Some researchers have criticized Neuroarthistory as a purely scientific method that does not take into account cultural influences on the brain in shaping art. What do you think?
This view is based on a misunderstanding. Neuroscience history is not “purely scientific”, but uses scientific knowledge as an aid to understanding well-known cultural processes such as the formation and dissemination of preferences, values ​​and ideologies. In my case, science tells me that I am color blind because of my genetic inheritance. It also clarifies the cultural strategies I can adopt to compensate for that deficit.

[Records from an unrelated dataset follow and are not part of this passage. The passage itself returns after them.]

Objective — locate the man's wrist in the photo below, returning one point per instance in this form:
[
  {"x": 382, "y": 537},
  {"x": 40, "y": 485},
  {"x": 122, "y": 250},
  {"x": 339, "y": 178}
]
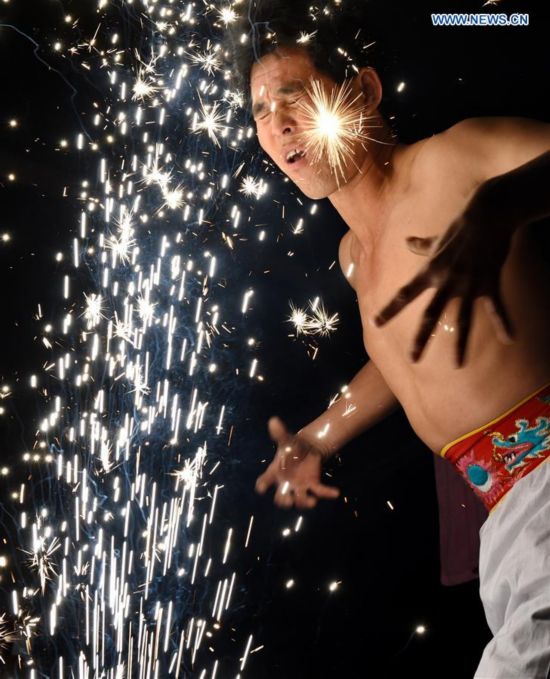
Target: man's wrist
[{"x": 317, "y": 443}]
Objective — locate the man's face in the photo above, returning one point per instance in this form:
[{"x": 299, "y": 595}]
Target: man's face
[{"x": 278, "y": 85}]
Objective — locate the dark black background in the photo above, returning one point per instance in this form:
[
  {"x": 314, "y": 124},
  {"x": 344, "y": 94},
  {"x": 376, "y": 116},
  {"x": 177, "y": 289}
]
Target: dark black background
[{"x": 387, "y": 561}]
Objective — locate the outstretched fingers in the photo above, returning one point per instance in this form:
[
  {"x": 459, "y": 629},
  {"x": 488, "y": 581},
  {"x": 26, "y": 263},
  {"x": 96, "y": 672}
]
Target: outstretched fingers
[
  {"x": 429, "y": 319},
  {"x": 404, "y": 296},
  {"x": 266, "y": 480},
  {"x": 464, "y": 324},
  {"x": 324, "y": 492},
  {"x": 500, "y": 318},
  {"x": 278, "y": 431}
]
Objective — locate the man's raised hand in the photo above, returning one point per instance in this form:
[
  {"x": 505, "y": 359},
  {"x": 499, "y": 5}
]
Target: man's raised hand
[
  {"x": 295, "y": 470},
  {"x": 464, "y": 263}
]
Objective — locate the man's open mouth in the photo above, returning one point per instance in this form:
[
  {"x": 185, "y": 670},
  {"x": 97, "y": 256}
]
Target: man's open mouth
[{"x": 294, "y": 155}]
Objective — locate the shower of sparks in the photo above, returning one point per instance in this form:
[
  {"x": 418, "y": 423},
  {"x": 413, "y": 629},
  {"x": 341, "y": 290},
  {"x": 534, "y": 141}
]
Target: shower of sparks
[
  {"x": 227, "y": 15},
  {"x": 317, "y": 322},
  {"x": 126, "y": 571},
  {"x": 41, "y": 560},
  {"x": 334, "y": 123},
  {"x": 144, "y": 86},
  {"x": 209, "y": 60},
  {"x": 92, "y": 313},
  {"x": 304, "y": 37},
  {"x": 210, "y": 120},
  {"x": 253, "y": 187}
]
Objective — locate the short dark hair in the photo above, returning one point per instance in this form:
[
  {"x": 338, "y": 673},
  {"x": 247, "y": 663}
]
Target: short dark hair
[{"x": 331, "y": 33}]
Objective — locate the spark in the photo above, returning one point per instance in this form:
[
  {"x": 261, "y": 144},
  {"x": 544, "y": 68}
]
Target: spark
[
  {"x": 299, "y": 318},
  {"x": 304, "y": 37},
  {"x": 321, "y": 323},
  {"x": 209, "y": 60},
  {"x": 210, "y": 122},
  {"x": 146, "y": 310},
  {"x": 334, "y": 123},
  {"x": 253, "y": 187},
  {"x": 41, "y": 560},
  {"x": 173, "y": 198},
  {"x": 227, "y": 15},
  {"x": 92, "y": 312},
  {"x": 318, "y": 322},
  {"x": 144, "y": 86}
]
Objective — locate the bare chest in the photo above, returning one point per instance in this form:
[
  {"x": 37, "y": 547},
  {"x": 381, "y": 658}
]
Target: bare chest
[{"x": 387, "y": 263}]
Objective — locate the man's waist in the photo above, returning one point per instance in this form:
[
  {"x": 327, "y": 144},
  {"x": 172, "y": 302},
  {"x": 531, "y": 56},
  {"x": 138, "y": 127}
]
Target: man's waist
[{"x": 493, "y": 457}]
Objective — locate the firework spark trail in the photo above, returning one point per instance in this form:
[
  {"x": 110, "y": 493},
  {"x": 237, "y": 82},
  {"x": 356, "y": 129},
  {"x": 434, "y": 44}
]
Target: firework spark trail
[
  {"x": 335, "y": 122},
  {"x": 128, "y": 572},
  {"x": 119, "y": 517}
]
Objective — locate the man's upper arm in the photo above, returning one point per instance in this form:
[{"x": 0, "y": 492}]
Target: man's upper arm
[{"x": 499, "y": 144}]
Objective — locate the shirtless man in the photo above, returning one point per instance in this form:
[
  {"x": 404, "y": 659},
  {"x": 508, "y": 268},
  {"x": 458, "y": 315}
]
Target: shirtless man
[{"x": 453, "y": 299}]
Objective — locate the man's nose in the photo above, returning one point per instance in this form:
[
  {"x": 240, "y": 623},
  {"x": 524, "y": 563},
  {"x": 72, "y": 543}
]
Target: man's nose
[{"x": 282, "y": 121}]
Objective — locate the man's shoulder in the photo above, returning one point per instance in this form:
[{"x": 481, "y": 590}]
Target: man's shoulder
[
  {"x": 448, "y": 150},
  {"x": 345, "y": 256}
]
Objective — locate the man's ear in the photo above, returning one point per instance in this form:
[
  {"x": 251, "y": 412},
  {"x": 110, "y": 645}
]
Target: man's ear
[{"x": 371, "y": 87}]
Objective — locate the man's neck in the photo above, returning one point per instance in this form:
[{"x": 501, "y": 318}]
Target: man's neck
[{"x": 361, "y": 201}]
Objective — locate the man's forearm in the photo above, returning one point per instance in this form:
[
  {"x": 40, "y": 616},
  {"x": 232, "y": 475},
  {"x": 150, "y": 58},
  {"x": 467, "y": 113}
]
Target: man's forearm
[
  {"x": 367, "y": 400},
  {"x": 519, "y": 196}
]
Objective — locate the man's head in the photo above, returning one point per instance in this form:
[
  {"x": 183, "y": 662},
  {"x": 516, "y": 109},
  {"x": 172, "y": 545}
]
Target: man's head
[
  {"x": 280, "y": 90},
  {"x": 287, "y": 45}
]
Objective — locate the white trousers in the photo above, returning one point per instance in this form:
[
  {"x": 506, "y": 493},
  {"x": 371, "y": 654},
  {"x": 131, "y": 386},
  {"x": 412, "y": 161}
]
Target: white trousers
[{"x": 514, "y": 574}]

John Onians, Neuroarthistory.  From Aristotle and Pliny to Baxandall and Zeki (Yale University Press, New Haven London 2007)
John Onians, Neuroarthistory. From Aristotle and Pliny to Baxandall and Zeki (Yale University Press, New Haven London 2007)

ART AND NEUROSCIENCE

After 1989, contemporary art broke through the western borders and became global. Therefore, global art needed a new approach to art history. To help develop art history as a global discipline and avoid Eurocentrism, many universities have sought to adopt a more inclusive curriculum and added more non-Western art history courses. Can neuroarthritis facilitate the process?
Of course yes! In fact, one of the main motivations behind the development of Neuroarthistory was the desire to find an approach that was equally applicable to all peoples, places, and periods. One of the problems with all previous approaches to art, including those adopted in many of the new non-Western art history courses, is that they generally continue to perpetuate Eurocentric prejudices. For example, if one still assumes that the best way to approach a culture is through language and the study of verbal expressions in general, they reinforce the snobbery that primarily supports European and Western dominance. Furthermore, by emphasizing the importance of language that no one can master more than a tot, they make it much more difficult to develop an approach that refers to the totality of artistic production. The biological principles that support neuroscience are universal. By applying them, we treat all people and all periods of equality.

What are your suggestions for those interested in neuroarthritis?
One of the best ways to take full advantage of Neuroarthistory is to become aware of your own neural history, or the extent to which your individual mental training is a product of your particular experiences. Once this is done, you will more easily follow the neural stories of the people who have created and used the art you are studying. The more you are able to reconstruct the brain formation of each of them, the more you will understand their particular relationship to art.